Another long day of kilometres today, mostly due to the lack of facilities in the area - the only decent place to stay close (60km or 120km) to Valle de la Luna is in Villa Union.
So from Villa Union in the morning it's 60km (40 Miles) back south to Talampaya National Park - Home of the Dinosaurs (guanaco and suri). It's currently 40 pesos park fee (for foreigners) plus 135 for the bus trip in the overland truck. The truck is almost 4 hours drive into the canyon. It's a beautiful visit with wildlife and petroglifos (stone carvings) but I wish they would do a convoy as in Ischigualasto as it is a little dull looking at 150 metres of stacked up mud for four hours - but perhaps I'm just worrying about lunch!

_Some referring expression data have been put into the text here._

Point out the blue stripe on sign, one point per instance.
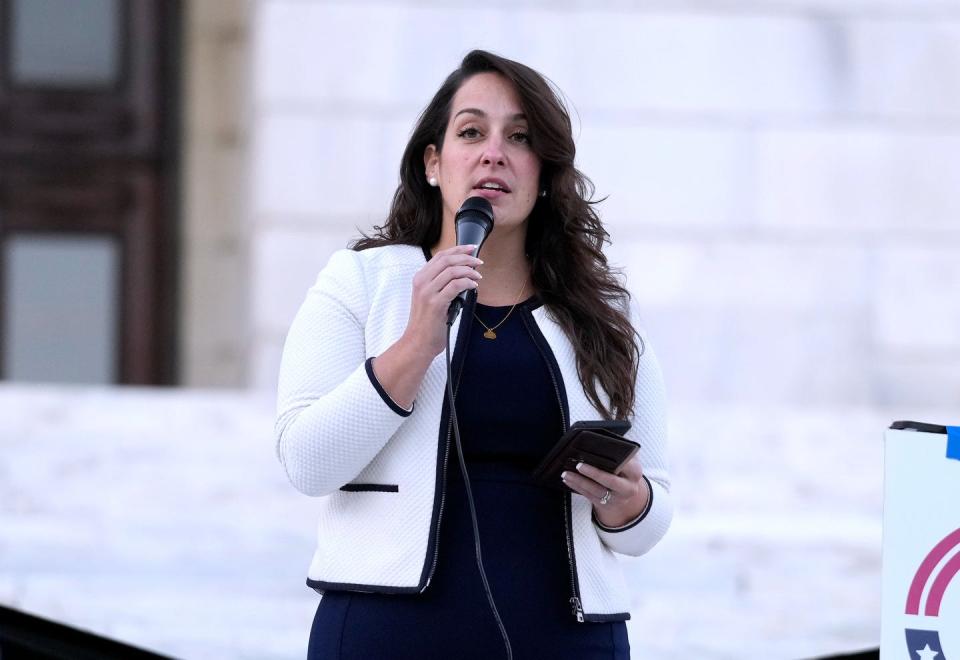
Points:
(953, 442)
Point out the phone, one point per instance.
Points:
(598, 443)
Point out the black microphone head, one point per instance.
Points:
(474, 222)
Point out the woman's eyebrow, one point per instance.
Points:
(480, 113)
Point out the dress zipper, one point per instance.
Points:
(575, 598)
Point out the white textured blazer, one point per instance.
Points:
(380, 470)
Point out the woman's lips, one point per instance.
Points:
(489, 193)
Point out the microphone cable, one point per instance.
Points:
(466, 483)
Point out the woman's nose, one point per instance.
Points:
(493, 151)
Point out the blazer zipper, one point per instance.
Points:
(443, 480)
(575, 603)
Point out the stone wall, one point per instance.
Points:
(782, 177)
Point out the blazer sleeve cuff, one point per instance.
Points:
(403, 412)
(638, 536)
(632, 523)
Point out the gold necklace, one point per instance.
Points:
(490, 334)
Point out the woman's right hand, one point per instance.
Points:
(435, 285)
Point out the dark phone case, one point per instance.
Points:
(595, 443)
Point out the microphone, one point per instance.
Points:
(474, 222)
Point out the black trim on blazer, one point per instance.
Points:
(459, 354)
(320, 586)
(379, 488)
(554, 367)
(383, 393)
(605, 618)
(614, 530)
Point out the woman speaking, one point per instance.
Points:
(546, 338)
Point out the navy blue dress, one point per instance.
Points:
(509, 417)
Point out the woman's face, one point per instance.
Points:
(486, 152)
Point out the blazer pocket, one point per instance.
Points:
(379, 488)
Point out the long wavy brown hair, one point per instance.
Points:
(565, 236)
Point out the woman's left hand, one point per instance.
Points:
(629, 492)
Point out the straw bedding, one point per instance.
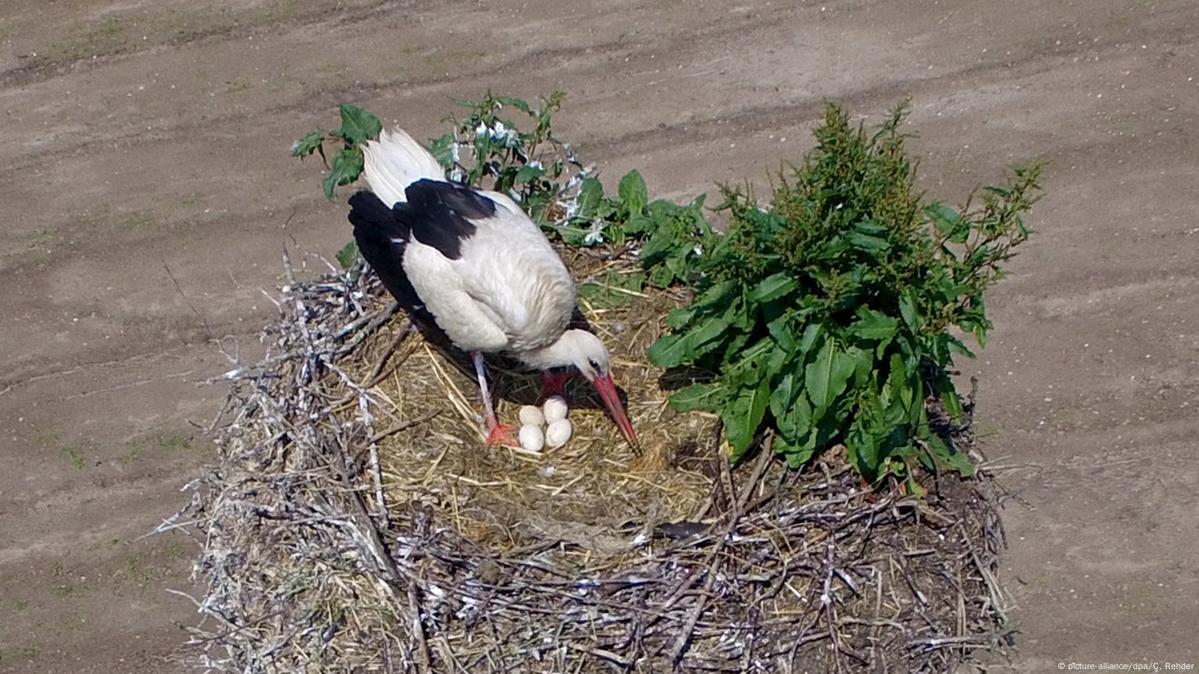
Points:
(355, 522)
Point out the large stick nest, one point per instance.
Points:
(355, 522)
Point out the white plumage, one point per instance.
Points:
(475, 265)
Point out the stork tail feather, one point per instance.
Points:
(396, 161)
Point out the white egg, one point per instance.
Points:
(531, 438)
(530, 415)
(554, 408)
(559, 432)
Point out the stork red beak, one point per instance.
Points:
(607, 390)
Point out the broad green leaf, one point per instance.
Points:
(308, 144)
(909, 312)
(812, 334)
(633, 192)
(772, 287)
(743, 416)
(949, 222)
(874, 325)
(443, 150)
(528, 173)
(516, 103)
(826, 375)
(867, 241)
(348, 256)
(357, 125)
(949, 396)
(782, 331)
(697, 396)
(345, 169)
(590, 196)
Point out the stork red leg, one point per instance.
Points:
(496, 433)
(553, 383)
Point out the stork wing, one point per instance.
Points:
(421, 277)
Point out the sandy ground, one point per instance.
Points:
(146, 196)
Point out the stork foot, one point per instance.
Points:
(501, 434)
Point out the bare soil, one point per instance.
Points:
(148, 193)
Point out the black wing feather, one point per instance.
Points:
(381, 238)
(438, 214)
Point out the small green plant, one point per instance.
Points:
(519, 156)
(829, 317)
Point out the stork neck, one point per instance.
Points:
(561, 353)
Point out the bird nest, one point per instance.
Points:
(356, 522)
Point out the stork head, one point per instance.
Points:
(586, 353)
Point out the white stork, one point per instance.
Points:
(471, 264)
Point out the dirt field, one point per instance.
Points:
(148, 194)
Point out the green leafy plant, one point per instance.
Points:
(357, 127)
(830, 316)
(506, 144)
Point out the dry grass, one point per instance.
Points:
(356, 522)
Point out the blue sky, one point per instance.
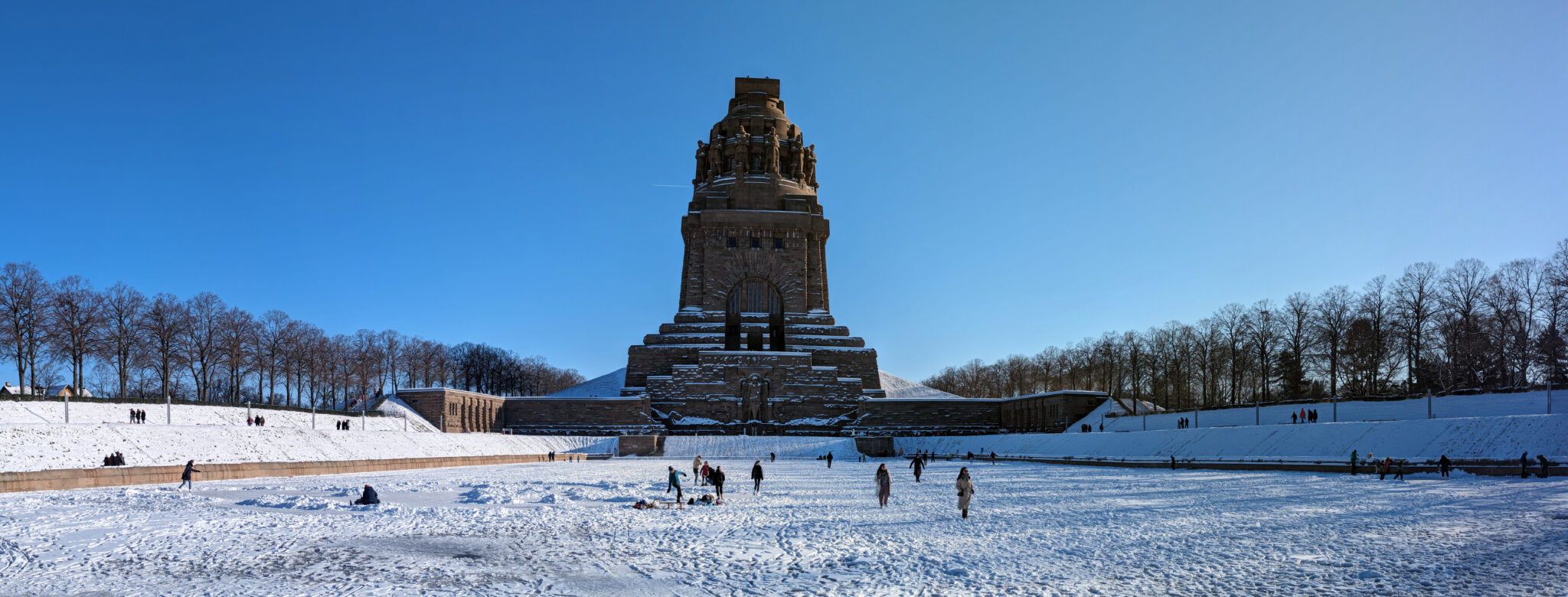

I'm worrying because through this central part of Argentina in particular, the food is appalling. It may be merely a cultural issue - the nursery rhyme about Jack Sprat was surely invented here about a cross-cultural couple. While I prefer a lomo (filet steak) any day, my partner prefers a cut like vacio, tough and gristly.
There is a cafe in Talampaya which will be filled with tour groups and places in the pueblo will take an hour to fire up some fried empanadas.(The truck ride incorporates a vino and olive stop).
There's the 60km back to Villa Union and then two hours to Chilecito through the Cuesta de Miranda (ripio). Hopefully the timing allows a snack at the cafe on the plaza and a visit to the Bodega, La Riojana. By now you'll notice all the Difunta Correa shrines along the way.
Another two hour drive to Tinogasta for the overnight stop - There is only one decent hotel with nice rooms although the public areas are like a hostel - Best to dine here also, the woks are good and actually contain vegetables. The restaurants are all milanesas and plastic garden chairs.
Check the tiny people in the canyon.